本来、銀行などから融資を受ける場合、不動産や土地といった担保を求められる事が多いですが、価値がある診療報酬債権であれば、それを担保とすることができるのです。
一方債権譲渡は、債権を売却し渡すことをいいます。
既に請求書を発行していて確定済みの債権をファクタリング会社に譲渡する場合は「債権譲渡」となるため、ファクタリングサービスは債権譲渡に該当します。
<銀行で資金の調達を行うメリットは>
*低金利、金利が低い
銀行で融資を受ける場合、最も魅力的なのは金利の低さです。
優良企業は低金利で資金を受ける事ができるため、計画的な借り入れ、返済を行うことができます。
*調達金額の上限が大きい
会社の経営状況、財務状況や信用がよいほど多額の融資が可能です。
<銀行で資金の調達を行うデメリットは>
*実行までに時間がかかる
銀行ではたくさんの必要書類の提出から手続き、審査などが必要であるため、完了までに1ヶ月から2か月程度はかかる場合があります。
急な資金需要には、銀行による資金調達は不向きです。
*審査が厳しい
3期分の黒字決算書が必要とか、書類の提出や審査に時間ばかり費やし、結局審査に落ちて融資を受けられなかったという事例も多く、また逆に既存の借り入れの貸しはがしにあった事例もあるようです。

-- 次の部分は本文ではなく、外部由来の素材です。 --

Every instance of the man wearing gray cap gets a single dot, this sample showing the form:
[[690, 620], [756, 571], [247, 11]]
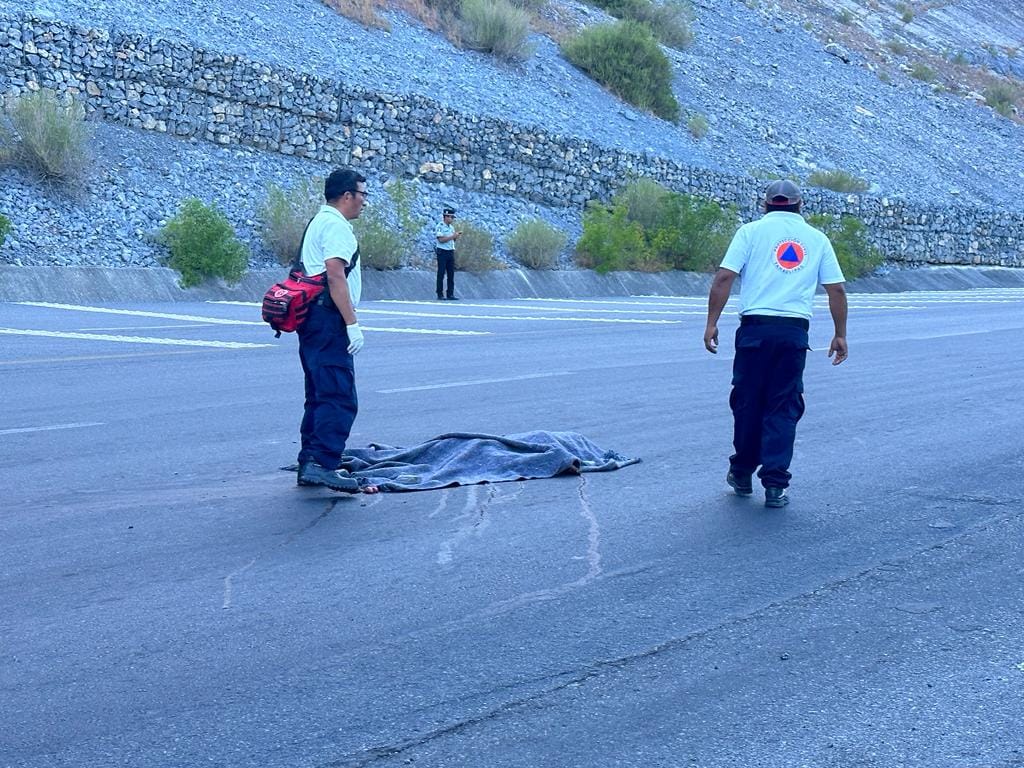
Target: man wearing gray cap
[[446, 235], [782, 259]]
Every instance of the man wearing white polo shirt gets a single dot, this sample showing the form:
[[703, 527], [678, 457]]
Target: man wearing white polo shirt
[[782, 259], [331, 336]]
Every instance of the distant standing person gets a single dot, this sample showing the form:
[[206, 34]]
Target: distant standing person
[[444, 251], [331, 336], [781, 259]]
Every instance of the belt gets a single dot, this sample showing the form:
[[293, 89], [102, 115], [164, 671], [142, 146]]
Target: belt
[[773, 320]]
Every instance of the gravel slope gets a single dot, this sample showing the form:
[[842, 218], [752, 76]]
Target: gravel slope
[[775, 101]]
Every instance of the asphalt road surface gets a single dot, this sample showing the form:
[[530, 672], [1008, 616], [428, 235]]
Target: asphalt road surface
[[168, 597]]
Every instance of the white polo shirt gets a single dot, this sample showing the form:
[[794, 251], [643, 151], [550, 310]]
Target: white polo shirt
[[781, 260], [330, 237], [444, 230]]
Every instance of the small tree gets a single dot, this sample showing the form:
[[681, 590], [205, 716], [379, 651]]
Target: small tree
[[46, 135], [496, 27], [380, 246], [5, 227], [475, 249], [203, 245], [609, 239], [626, 58], [536, 244], [838, 181], [285, 213], [849, 238]]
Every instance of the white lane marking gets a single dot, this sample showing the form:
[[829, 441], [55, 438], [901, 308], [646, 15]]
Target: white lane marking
[[422, 331], [516, 317], [223, 321], [395, 312], [79, 425], [546, 308], [142, 313], [144, 328], [133, 339], [473, 382]]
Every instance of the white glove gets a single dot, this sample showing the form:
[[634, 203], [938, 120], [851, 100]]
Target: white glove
[[355, 340]]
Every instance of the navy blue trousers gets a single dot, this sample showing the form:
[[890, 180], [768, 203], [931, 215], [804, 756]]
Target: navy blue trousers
[[767, 398], [445, 266], [330, 374]]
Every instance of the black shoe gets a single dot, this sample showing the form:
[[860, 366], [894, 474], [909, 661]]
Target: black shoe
[[336, 479], [299, 480], [742, 485]]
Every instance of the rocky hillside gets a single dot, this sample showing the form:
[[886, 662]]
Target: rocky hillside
[[786, 87]]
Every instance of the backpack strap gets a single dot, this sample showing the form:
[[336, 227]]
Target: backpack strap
[[297, 264]]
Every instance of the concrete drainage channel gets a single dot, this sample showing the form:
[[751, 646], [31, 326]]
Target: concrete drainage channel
[[93, 284]]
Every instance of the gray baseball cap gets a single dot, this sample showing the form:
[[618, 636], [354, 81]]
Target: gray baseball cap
[[782, 193]]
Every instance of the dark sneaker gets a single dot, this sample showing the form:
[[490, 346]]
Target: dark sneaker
[[336, 479], [742, 485], [299, 480]]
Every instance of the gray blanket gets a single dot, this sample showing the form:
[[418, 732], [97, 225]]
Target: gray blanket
[[466, 459]]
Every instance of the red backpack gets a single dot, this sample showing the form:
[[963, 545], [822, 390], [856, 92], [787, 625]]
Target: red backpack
[[287, 304]]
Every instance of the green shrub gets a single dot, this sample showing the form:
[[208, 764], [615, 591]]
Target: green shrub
[[47, 135], [609, 242], [386, 229], [285, 213], [475, 249], [1001, 97], [647, 227], [669, 22], [380, 246], [496, 27], [694, 232], [697, 125], [203, 245], [644, 200], [838, 181], [625, 57], [849, 237], [536, 244], [924, 73]]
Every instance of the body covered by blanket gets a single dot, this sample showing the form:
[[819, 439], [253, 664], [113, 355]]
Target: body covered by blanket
[[466, 459]]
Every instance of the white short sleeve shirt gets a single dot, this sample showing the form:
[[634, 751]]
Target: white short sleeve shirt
[[444, 230], [781, 260], [330, 237]]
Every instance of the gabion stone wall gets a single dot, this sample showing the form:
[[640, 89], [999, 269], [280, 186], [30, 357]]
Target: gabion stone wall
[[173, 87]]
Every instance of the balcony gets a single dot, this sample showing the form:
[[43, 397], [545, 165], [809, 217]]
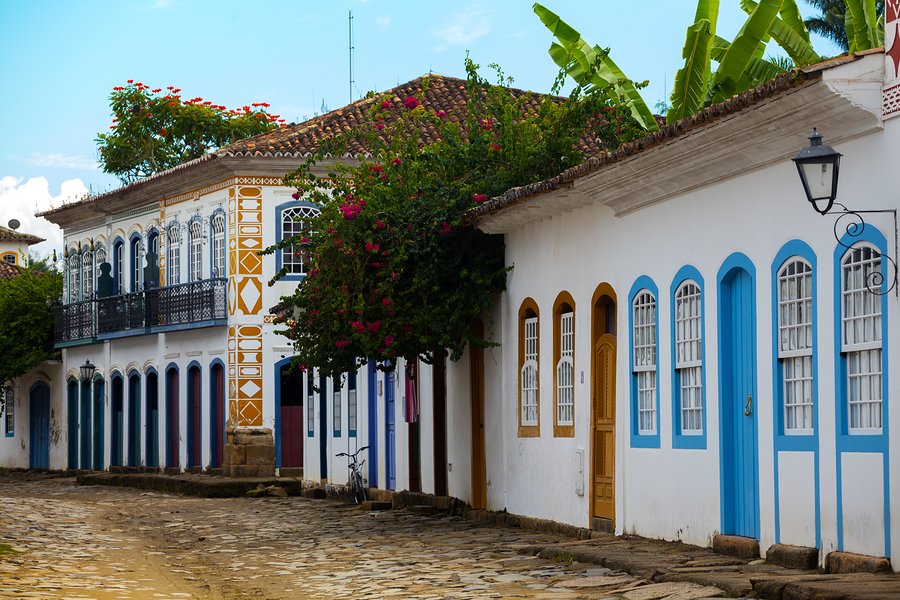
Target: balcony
[[184, 306]]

新規開業資金などはそもそも、銀行から借入を受けるのは容易ではありません。
銀行融資とファクタリングを比較すると、早急に資金が必要な場合には、ファクタリングの方が銀行よりも資金調達手段として非常に適していることが分かります。
手続きや審査にたくさんの時間がかかってしまう銀行に対し、ファクタリングならば数日程度で資金を調達することが可能です。
またファクタリングは債権さえあれば、ほぼ確実に資金化ができますが、 銀行融資は受けることができるかは非常に不透明です。
銀行融資は「借入れ」となるため返済が必要ですが、ファクタリングであれば、資産の売掛金が現金にかわるだけなので、返済義務が発生しません。
キャッシュフロー改善という面でも非常に有利になります。
ファクタリングにはメリットだけでなく、リスクもあります。
ファクタリング手数料の発生です。
ファクタリングサービスを利用する際は、手数料が発生するため、当然のことながらその手数料分は本来入金されるはずだった入金額よりも減額されることになります。
コストを抑えるためにも、手数料が安いファクタリング会社を利用することが重要です。
また、ファクタリング会社の中には更新料や審査料を徴収するケースもあるので、ファクタリング業者を選定する際には手数料だけでなく、その他に費用がかかるかも確認するようにしましょう。